High-entropy Co19Cr18Fe22Mn21Ni20 thin films were obtained by the modernized method of three-electrode ion-plasma sputtering of mosaic targets consisting of pure metals. The structure, electrical resistance, and magnetic properties of films were investigated. Single diffuse halo was seen on the XRD patterns of the as-deposited films, which confirms their amorphous structure. Some of the thin films, which were annealed at 900 K in a vacuum, were identified to be oxidized by a small amount of oxygen in the work chamber.

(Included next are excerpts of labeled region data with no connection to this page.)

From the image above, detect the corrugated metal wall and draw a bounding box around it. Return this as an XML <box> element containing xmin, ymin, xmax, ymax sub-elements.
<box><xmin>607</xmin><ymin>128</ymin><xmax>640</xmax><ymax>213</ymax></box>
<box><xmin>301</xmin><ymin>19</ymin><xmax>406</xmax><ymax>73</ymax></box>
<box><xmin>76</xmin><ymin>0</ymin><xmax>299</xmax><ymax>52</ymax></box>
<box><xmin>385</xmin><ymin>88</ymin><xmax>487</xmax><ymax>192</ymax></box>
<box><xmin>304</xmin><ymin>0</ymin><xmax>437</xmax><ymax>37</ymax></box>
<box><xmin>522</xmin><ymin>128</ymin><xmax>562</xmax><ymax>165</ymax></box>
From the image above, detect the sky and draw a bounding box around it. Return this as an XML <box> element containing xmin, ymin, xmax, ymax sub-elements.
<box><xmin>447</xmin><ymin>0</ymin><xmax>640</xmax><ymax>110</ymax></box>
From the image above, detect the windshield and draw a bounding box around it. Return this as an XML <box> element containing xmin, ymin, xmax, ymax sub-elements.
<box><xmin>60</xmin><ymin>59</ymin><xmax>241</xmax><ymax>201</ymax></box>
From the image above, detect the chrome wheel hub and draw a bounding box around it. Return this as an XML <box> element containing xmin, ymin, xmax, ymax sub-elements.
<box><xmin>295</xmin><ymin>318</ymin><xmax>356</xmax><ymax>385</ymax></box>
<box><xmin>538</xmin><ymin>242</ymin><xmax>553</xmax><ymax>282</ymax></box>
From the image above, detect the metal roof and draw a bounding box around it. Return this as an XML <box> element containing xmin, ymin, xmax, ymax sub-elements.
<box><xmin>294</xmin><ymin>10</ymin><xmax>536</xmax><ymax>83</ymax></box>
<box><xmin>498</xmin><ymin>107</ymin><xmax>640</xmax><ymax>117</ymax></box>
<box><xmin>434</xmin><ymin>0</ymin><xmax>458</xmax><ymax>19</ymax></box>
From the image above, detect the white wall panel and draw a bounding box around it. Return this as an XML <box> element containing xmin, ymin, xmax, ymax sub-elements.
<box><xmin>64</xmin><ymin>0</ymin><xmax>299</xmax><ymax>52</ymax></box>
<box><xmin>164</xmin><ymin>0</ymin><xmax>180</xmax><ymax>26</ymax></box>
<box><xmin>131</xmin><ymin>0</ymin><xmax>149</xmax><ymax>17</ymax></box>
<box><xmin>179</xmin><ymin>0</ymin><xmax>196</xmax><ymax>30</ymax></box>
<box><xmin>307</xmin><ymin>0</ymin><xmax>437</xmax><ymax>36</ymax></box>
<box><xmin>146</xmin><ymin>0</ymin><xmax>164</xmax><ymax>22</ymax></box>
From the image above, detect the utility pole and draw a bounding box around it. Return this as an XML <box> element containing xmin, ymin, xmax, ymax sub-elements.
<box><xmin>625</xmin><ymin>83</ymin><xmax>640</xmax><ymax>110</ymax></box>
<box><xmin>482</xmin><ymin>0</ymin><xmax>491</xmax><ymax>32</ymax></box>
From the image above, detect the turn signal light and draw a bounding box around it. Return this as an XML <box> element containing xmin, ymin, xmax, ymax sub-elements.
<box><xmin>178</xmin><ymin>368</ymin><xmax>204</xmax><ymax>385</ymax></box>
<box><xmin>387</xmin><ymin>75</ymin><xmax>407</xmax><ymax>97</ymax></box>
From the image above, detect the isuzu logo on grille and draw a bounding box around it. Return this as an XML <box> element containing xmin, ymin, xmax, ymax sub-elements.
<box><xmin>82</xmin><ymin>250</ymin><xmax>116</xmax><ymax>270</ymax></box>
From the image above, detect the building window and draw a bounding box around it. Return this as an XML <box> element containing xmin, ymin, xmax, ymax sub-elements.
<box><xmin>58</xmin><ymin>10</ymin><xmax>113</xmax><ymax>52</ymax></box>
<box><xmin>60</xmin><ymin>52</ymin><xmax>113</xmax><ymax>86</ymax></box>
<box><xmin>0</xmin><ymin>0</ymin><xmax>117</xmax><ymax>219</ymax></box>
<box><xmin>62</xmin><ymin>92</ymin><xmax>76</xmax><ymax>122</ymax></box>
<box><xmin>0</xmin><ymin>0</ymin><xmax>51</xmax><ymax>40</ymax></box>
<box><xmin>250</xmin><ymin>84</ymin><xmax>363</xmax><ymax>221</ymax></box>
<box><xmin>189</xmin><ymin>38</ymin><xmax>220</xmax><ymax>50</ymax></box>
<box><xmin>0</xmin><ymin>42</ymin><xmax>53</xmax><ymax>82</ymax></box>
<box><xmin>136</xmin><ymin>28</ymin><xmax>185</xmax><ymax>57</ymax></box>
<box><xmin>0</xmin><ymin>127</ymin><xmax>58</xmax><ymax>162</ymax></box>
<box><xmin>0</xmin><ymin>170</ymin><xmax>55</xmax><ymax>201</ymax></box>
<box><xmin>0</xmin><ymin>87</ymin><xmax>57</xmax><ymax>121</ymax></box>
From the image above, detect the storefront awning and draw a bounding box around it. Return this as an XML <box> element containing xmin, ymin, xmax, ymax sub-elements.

After the heat treatment, the Co19Cr18Fe22Mn21Ni20 films were transformed from an amorphous state into a crystallized FCC solid solution with the lattice parameter a=0.3613 nm. Also, the cubic B2 phase of FeCo with a lattice parameter of 0.2857 nm was formed in the annealed films. As a result of oxidation processes, a dispersed phase of manganese oxide also arose after annealing. The temperature dependencies of electrical resistivity of films were measured by the four-point technique upon continuously heating in the high vacuum. Both as-deposited and annealed films clearly revealed a typical ferromagnetic behavior. The as-deposited high-entropy film exhibited the soft magnetic properties while the annealed films could be attributed to hard magnetic materials.